Leider fehlt bei (vermietetem) Wohnraum generell eine Richtlinie für angemessene Zustände und Ausstattungen. In seeehr geringem Maß gibt es das (meist auf Sicherheit bezogen), aber ansonsten nicht. Theoretisch kann man uralte Bruchbuden völlig legal vermieten und dank Wohnraumknappheit auch zu horrenden Preisen. So lange die wirklich vorgeschriebenen Dinge erfüllt sind, ist der Rest egal.
Da wäre eine Aufnahme von Dingen wie z.B. ordentlichem Internetzugang und wo vorhanden direkt Glasfaser, eine einfach Lösung. Bei Neuvermietung und/oder Sanierung muss das auf den aktuellen Stand gebracht werden, Punkt!

airwave schrieb:
Werbungskosten werden gekürzt (Zinsen, Abschreibung (AfA), Reparaturen etc.), bei zu niedriger Miete werden diese nicht vollständig anerkannt.
Und viele weitere Probleme.
Da muss man aber fairerweise sagen, dass das nichts mit dem Vermieten an sich zu tun hat. Bei Einkünften aus anderen Quellen (Selbstständigkeit etc.) kann das genau so passieren. Da fehlt einfach generell eine Regelung für sehr "faire" Preise, damit Unternehmer zumindest ihre Kosten absetzen können und trotzdem z.B. zum Selbstkostenpreis verkaufen/vermieten können.
 
Naja das auf neuestem Stand der Technik halten heisst doch dann Wohnen wird alle teurer auch für die die das gar nicht wollen.

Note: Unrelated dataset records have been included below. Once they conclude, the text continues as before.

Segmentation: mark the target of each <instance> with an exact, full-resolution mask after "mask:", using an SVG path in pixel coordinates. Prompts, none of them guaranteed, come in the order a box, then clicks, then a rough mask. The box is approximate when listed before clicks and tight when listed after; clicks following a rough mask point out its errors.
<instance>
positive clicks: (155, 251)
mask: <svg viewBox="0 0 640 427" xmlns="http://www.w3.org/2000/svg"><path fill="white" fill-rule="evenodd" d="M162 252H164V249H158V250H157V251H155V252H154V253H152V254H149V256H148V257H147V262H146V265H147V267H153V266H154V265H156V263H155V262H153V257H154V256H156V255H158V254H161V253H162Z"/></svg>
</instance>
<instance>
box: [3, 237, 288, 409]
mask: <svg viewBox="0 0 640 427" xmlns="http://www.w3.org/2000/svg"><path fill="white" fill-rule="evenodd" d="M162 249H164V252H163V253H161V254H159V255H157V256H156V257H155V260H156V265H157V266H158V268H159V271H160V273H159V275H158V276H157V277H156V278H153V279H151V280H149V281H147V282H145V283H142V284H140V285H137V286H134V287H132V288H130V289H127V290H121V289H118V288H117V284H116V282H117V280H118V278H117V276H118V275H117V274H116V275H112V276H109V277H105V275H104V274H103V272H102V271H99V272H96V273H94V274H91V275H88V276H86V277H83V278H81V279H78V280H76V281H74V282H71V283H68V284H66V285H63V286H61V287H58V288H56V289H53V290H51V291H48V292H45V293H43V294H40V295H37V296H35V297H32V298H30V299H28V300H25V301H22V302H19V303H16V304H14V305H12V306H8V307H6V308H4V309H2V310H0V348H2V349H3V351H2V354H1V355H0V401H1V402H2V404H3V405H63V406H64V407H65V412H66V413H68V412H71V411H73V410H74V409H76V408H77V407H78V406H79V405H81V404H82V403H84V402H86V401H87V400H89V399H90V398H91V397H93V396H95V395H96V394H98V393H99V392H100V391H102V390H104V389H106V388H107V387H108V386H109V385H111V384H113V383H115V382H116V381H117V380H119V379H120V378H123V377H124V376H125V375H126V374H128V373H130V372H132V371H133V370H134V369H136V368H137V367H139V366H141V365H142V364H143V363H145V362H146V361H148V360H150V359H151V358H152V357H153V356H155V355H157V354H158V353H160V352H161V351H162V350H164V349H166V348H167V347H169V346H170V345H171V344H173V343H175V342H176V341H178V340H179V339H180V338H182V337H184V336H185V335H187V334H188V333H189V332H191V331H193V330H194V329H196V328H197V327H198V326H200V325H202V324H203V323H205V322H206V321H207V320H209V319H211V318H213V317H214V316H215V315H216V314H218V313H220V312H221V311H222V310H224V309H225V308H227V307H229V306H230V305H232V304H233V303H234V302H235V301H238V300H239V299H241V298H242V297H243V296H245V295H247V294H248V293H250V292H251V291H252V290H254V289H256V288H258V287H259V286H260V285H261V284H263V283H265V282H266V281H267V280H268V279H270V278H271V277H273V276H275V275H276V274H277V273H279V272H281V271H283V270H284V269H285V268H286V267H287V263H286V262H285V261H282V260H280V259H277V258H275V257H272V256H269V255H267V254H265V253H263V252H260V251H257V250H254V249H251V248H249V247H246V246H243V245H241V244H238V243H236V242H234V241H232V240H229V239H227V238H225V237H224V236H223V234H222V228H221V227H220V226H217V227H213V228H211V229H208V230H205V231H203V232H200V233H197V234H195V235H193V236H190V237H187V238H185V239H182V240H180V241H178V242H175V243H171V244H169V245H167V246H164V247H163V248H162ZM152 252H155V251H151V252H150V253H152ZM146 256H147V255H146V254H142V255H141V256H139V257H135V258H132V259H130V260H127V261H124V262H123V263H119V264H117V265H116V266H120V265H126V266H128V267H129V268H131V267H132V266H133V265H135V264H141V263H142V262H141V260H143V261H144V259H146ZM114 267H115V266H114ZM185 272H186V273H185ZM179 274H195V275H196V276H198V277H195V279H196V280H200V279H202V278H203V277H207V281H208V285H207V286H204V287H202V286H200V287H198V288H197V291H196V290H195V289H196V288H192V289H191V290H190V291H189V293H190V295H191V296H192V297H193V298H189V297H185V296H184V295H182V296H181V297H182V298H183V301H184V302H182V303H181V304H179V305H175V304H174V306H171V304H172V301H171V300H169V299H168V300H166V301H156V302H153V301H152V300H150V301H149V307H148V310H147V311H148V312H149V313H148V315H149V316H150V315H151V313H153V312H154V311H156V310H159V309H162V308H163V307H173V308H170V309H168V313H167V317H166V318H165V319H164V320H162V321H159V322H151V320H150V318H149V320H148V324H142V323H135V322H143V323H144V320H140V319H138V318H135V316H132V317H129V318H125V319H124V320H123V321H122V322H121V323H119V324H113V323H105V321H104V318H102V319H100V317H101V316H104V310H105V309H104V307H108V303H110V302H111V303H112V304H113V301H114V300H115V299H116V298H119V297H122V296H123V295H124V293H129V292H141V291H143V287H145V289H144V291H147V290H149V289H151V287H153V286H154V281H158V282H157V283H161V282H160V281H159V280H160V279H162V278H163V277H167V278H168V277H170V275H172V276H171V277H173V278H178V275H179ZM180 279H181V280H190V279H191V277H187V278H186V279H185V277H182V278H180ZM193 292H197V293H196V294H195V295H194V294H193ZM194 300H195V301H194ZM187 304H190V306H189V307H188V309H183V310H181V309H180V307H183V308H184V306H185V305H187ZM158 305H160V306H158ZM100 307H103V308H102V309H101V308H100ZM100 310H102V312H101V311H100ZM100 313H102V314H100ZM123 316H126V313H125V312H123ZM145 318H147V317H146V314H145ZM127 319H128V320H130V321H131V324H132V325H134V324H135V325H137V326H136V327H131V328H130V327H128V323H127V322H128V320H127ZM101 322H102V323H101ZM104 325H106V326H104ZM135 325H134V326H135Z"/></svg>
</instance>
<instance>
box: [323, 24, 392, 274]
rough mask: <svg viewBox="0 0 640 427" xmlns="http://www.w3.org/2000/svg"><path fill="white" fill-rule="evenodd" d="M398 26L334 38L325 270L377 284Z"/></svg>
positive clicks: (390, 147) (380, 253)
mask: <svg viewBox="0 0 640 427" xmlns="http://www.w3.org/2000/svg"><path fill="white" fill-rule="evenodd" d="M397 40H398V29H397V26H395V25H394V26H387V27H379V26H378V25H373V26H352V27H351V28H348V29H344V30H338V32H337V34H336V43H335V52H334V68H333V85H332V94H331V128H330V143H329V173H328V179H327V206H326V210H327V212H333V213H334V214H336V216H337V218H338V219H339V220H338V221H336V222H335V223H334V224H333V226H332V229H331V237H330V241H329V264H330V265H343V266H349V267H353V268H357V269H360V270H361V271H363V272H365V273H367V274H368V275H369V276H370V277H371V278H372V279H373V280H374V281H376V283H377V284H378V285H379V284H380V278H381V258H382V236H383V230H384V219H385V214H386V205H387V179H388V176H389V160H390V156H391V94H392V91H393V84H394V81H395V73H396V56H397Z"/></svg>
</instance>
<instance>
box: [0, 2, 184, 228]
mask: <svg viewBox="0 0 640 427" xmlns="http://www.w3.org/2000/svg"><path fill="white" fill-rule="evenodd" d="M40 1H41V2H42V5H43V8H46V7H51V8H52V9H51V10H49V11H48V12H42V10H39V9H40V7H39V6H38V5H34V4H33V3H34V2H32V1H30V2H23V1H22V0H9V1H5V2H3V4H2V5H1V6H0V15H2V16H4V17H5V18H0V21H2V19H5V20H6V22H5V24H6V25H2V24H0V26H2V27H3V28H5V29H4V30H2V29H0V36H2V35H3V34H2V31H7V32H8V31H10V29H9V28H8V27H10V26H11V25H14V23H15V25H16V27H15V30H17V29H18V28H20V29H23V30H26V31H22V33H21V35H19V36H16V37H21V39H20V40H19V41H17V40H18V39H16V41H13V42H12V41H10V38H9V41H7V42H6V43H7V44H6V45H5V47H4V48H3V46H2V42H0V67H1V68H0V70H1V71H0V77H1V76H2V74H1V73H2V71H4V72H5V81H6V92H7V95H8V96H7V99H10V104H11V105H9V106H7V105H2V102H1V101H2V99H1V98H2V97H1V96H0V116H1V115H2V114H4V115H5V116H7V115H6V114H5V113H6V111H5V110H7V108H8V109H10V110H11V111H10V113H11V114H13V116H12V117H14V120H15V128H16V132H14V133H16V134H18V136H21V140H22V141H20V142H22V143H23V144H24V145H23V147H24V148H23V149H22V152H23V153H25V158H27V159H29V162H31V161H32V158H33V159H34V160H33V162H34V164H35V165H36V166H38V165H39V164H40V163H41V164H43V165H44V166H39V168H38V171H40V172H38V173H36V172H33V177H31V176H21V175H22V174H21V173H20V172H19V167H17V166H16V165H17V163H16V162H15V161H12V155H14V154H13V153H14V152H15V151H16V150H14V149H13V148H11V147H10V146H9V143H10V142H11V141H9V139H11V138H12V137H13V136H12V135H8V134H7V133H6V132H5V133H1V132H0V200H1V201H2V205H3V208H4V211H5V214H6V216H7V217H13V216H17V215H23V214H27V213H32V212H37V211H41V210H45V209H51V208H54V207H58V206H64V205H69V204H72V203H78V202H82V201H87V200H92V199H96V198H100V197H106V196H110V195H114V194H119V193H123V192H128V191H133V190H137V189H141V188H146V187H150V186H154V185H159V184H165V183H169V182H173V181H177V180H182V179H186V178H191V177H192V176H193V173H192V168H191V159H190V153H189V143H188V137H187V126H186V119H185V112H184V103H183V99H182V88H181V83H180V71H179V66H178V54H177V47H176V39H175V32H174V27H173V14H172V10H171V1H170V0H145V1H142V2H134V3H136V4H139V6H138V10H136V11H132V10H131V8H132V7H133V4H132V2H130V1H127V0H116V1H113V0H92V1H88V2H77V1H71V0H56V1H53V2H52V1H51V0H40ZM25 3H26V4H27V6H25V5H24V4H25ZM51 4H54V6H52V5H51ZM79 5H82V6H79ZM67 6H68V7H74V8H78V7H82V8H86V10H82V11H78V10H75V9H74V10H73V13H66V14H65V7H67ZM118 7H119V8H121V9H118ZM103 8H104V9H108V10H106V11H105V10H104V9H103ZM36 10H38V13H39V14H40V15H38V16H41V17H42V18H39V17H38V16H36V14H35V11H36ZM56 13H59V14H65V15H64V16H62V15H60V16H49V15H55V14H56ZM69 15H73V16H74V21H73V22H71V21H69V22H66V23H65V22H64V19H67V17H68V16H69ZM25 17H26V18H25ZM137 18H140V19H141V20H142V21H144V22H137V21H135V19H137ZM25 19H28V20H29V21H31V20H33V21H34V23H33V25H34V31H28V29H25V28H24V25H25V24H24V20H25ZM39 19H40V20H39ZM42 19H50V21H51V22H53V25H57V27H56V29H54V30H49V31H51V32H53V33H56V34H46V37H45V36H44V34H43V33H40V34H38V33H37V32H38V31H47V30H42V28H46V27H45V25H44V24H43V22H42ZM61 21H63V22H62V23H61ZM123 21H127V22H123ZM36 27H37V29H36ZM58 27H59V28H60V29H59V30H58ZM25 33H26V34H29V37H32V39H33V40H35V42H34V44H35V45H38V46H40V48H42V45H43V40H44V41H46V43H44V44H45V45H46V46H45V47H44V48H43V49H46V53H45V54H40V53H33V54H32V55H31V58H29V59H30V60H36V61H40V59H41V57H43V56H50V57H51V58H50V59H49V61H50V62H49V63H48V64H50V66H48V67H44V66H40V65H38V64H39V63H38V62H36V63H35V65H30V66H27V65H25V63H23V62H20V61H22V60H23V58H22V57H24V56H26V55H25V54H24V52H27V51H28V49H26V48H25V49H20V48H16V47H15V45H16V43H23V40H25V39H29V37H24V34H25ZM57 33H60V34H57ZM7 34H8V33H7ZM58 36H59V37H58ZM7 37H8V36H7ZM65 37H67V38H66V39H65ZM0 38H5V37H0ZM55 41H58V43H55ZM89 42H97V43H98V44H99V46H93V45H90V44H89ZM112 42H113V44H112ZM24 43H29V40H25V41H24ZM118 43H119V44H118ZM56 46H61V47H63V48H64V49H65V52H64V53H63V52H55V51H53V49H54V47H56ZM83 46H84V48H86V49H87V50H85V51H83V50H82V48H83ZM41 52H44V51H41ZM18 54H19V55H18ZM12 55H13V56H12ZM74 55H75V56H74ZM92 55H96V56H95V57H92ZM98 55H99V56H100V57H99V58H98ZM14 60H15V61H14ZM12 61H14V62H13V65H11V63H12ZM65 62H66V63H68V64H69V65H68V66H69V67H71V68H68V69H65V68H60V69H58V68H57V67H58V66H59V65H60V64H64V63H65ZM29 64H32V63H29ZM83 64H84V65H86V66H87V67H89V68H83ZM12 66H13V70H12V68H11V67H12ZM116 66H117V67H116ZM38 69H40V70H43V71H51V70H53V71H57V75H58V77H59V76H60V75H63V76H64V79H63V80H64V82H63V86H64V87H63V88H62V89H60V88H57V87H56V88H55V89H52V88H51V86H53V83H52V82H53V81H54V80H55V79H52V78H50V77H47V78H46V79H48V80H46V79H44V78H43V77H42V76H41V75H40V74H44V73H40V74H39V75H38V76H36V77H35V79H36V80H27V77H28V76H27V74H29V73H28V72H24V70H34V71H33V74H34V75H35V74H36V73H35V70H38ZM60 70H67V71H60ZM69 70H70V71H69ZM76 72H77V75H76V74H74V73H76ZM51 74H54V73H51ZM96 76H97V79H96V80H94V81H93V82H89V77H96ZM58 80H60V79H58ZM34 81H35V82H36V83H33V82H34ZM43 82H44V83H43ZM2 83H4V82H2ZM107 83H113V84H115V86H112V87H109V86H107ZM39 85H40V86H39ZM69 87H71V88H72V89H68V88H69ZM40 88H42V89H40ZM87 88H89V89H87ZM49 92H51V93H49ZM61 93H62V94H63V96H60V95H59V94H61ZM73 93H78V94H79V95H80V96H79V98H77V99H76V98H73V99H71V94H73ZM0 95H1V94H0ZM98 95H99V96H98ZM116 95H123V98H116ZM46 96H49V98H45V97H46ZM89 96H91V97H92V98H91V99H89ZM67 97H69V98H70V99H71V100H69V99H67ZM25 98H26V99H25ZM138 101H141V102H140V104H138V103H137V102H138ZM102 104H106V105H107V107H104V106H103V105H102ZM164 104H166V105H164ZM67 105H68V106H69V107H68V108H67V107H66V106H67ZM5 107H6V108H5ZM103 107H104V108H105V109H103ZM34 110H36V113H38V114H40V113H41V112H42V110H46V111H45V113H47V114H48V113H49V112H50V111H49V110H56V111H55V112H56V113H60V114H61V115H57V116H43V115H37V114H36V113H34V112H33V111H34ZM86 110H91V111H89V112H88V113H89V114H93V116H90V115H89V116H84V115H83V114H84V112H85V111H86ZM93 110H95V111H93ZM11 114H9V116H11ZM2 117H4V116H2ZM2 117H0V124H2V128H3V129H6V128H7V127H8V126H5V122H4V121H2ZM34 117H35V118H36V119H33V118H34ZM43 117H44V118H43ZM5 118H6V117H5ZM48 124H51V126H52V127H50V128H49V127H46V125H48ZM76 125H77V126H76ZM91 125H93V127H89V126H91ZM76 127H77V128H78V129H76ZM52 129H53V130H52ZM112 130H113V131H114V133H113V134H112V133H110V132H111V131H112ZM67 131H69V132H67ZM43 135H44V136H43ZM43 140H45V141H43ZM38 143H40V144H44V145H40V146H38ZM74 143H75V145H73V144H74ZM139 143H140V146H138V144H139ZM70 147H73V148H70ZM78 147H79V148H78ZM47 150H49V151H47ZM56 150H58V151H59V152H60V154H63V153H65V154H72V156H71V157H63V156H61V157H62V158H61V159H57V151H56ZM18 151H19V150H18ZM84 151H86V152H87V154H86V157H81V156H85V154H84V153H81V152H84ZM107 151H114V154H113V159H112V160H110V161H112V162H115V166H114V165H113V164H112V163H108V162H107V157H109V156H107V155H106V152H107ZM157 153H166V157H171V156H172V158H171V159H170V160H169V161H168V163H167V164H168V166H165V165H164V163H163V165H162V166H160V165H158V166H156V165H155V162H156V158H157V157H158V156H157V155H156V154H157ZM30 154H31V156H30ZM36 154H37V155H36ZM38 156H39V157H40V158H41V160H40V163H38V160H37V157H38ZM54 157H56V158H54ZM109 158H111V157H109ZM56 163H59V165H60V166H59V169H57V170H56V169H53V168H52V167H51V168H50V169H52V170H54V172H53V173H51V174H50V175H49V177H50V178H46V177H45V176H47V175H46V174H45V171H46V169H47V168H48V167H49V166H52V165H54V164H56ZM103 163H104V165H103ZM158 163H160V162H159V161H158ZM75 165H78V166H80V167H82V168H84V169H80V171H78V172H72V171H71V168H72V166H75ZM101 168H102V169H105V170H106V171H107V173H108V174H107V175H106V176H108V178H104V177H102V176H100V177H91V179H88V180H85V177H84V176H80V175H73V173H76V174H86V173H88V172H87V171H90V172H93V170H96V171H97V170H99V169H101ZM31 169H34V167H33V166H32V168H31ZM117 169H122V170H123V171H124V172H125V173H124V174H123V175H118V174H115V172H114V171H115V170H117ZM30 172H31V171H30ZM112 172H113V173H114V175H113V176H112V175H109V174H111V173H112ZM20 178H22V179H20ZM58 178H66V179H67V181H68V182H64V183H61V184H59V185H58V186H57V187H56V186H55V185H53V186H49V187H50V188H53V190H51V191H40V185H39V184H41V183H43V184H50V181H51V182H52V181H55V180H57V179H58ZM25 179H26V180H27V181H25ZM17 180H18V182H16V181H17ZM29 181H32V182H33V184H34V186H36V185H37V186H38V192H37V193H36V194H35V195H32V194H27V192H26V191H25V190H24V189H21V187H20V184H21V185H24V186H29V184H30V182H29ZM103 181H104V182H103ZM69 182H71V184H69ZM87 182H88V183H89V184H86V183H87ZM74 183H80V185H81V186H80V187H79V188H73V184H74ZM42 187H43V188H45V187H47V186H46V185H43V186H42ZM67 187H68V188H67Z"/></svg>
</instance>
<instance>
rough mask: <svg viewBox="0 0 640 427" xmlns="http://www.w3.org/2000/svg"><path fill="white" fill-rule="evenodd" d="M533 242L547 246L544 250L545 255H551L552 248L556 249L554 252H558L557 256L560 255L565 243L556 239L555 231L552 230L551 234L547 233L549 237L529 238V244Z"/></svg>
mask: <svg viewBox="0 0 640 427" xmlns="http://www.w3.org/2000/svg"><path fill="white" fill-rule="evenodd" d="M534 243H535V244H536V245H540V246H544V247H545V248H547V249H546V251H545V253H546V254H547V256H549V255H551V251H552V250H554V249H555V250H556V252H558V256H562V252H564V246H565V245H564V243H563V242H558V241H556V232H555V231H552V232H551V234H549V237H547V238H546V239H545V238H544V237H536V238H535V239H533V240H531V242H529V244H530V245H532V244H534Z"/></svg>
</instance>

Nur Computernerds sind halt keine wichtige (Rand)gruppe sondern nur eine kleine unwichtige Splittertgruppe innerhalb der "alten weissen Männer" - wer unwichtig ist hat halt keine Lobby die seine Interessen zu Lasten anderer durchsetzen kann - und das ist auch eigentlich gut so. 99% wird halt VDSL - und sogar immer mehr nur Mobilfunk (solange Flat) - reichen.

Die Hobby-Luxusprobleme von ein paar alten weissen Männern die meinen sozial schwächere sollen gefälligst für die bluten stehen halt ganz unten auf der Liste der Politik - das wäre MAXIMAL vielleicht ein AfD Thema.

Die Regelung die da jetzt im Raum steht ist schon denke ich für so eine am Ende unwichtige Randgruppe schon sehr weitreichend und auf vernünftig?